Собрание сочиненийв 10 томах. Том 2, стр. 4

— Я убиваю этого щенка, Зикали, вот и все, — ответил Бангу.

— Вижу, вижу, — засмеялся Зикали. — Доблестный подвиг! Ты заколол отца и мать, а теперь хочешь заколоть ребенка, который убил одного из твоих воинов в честном бою. Очень достойный подвиг, достойный вождя амакобов! Хорошо, убей его!… Только…

Он остановился и взял щепотку табака из коробочки, которую вынул из дырки в мочке уха.

— Что только? — спросил Бангу.

— Только мне интересно, Бангу, как тебе понравится тот мир, в котором ты очутишься прежде, чем взойдет завтрашняя луна. Вернись тогда обратно, Бангу, и расскажи мне, потому что под солнцем много миров и я хотел бы наверняка знать, в какой мир попадают такие люди, как ты, которые из ненависти и ради наживы убивают отца и мать и затем закалывают ребенка, поразившего взрослого воина копьем, еще обагренным материнской кровью.

— Ты хочешь сказать, что я умру, если убью этого мальчишку? — заорал Бангу громовым голосом.

— А что же иначе? — спокойно ответил Зикали, беря другую щепотку табака.

— Так вот что, колдун! Мы отправимся в тот мир с тобою вместе!

— Хорошо, хорошо, — засмеялся карлик. — Отправимся вместе. Я давно желаю умереть и не могу найти себе лучшего спутника, чем Бангу, вождь амакобов и убийца детей. Идем, храбрый Бангу, идем! Убей меня, если твоя рука подымется на старого Зикали. — И он снова засмеялся ему в лицо.

Тогда, Макумазан, воины Бангу отступили, потому что они испугались странного карлика. Даже державшие меня за руки отпустили меня.

— Что случится со мною, Зикали, если я пощажу мальчика? — спросил Бангу.

Зикали протянул руку и дотронулся до царапины, нанесенной мне копьем. Он поднял свой палец, покрасневший от моей крови, и пристально посмотрел на него при свете луны; затем он языком попробовал кровь.

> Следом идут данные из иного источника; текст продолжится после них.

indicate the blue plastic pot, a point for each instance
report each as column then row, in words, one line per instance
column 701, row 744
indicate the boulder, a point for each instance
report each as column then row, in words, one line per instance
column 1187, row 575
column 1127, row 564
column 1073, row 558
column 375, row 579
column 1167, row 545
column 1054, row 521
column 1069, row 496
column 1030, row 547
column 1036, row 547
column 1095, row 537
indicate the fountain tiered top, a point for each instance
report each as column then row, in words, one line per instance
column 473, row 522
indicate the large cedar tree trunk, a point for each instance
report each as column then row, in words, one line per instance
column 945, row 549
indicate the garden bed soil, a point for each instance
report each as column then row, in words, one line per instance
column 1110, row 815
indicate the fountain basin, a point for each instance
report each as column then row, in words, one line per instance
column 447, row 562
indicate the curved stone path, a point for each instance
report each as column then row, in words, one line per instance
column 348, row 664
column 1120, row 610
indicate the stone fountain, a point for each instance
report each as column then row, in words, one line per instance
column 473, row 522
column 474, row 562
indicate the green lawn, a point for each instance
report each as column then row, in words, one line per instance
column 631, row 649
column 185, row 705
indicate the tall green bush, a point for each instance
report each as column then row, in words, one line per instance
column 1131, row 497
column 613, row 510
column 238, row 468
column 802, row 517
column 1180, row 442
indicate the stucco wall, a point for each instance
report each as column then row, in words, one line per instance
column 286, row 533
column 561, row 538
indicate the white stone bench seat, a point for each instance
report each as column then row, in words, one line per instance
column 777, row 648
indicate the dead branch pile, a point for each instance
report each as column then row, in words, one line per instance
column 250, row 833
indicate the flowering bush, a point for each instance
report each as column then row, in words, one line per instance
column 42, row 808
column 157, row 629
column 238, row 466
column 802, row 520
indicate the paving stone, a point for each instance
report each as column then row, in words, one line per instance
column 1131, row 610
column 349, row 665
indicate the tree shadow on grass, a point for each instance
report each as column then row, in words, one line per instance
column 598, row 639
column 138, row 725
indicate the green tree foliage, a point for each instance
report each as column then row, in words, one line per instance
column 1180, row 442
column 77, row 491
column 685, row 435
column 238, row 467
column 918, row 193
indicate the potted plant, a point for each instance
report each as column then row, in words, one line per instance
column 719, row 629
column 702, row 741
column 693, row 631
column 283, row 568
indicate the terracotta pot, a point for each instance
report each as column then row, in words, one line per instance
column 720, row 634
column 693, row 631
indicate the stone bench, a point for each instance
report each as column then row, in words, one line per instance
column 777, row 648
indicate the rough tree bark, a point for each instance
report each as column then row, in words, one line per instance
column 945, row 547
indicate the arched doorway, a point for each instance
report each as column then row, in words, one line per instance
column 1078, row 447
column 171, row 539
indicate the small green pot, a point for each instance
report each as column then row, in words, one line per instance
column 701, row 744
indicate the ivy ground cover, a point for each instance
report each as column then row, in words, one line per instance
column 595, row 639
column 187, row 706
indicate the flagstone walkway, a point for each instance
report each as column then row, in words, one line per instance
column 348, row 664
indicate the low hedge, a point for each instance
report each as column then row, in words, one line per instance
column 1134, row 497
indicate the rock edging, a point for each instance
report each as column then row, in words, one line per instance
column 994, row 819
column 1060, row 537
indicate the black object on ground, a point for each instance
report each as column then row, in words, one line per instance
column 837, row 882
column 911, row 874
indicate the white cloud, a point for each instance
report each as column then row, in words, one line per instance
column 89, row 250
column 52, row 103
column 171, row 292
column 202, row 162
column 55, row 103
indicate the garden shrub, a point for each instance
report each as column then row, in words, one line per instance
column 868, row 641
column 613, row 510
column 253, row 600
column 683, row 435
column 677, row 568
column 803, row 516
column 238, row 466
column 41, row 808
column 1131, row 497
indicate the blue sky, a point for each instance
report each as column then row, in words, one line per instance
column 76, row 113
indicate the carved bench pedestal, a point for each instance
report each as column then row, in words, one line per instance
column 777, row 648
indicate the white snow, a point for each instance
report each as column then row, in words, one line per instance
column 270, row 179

— Вот что случится с тобою, Бангу, — сказал он. — Если ты пощадишь мальчика, то он вырастет, сделается взрослым и убьет когда-нибудь тебя и твоих родных. Но если ты не пощадишь его, то, я думаю, завтра же ты будешь мертв. Таким образом, весь вопрос в том, хочешь ли ты пожить еще некоторое время или хочешь умереть сразу, захватив и меня с собой в качестве спутника. Потому что ты не должен оставлять меня здесь, Бангу.

Бангу молча повернулся и ушел, перешагнув через труп моей матери, а за ним ушли все его воины, так что вскоре Зикали Мудрый и я остались одни.

— Что? Они ушли? — сказал Зикали, подняв глаза. — В таком случае и нам лучше уходить, сын Мативаана, а то он может еще передумать и вернуться. Живи, сын Мативаана, чтобы отомстить когда-нибудь за отца».

— Интересная история, — сказал я. — Но что случилось потом?

— Зикали взял меня с собой и воспитывал меня в своем краале, в Черном ущелье, где он жил один со своими слугами, потому что он не разрешал ни одной женщине переступать порога своей хижины. Он научил меня многому и ознакомил меня со многими тайнами, и сделал бы из меня великого знахаря, если бы я этого пожелал. Но я не захотел этого, Макумазан. Зикали мне однажды сказал: «Я вижу перед тобою две дороги, Садуко: дорогу мудрости — это дорога мира, и дорогу безумия — это дорога войны. Я вижу тебя, идущего по дороге мудрости (это и моя дорога, Садуко), и вижу, как ты становишься мудрым и великим, пока, наконец, не достигнешь глубокой старости и, окруженный почестями и уважением всех людей, незаметно исчезнешь в туманной дали. Но только по этой дороге ты должен идти совершенно один, потому что друзья, а в особенности женщины, отвлекут тебя от твоей цели… А затем я вижу другую дорогу — дорогу безумия — и вижу тебя, Садуко, идущего по этой дороге. Ноги твои покраснели от крови, и женщины обвивают руками твою шею, и один за другим погибают твои враги. Ты много грешишь ради любви, и та, ради которой ты грешишь, приходит и уходит, и снова приходит. И дорога эта короткая, Садуко, и конец ее близок, но я не вижу, каков конец твоего пути. Теперь выбирай, по какой дороге ты хочешь идти, сын Мативаана, и выбирай скорее, потому что больше об этих вещах я говорить не буду». Тогда, Макумазан, я подумал о безопасной, но одинокой дороге мудрости, подумал о кровавой дороге безумия, где я найду любовь и войну, и молодость заговорила во мне, и я выбрал дорогу, где были любовь, и война, и неизвестная смерть.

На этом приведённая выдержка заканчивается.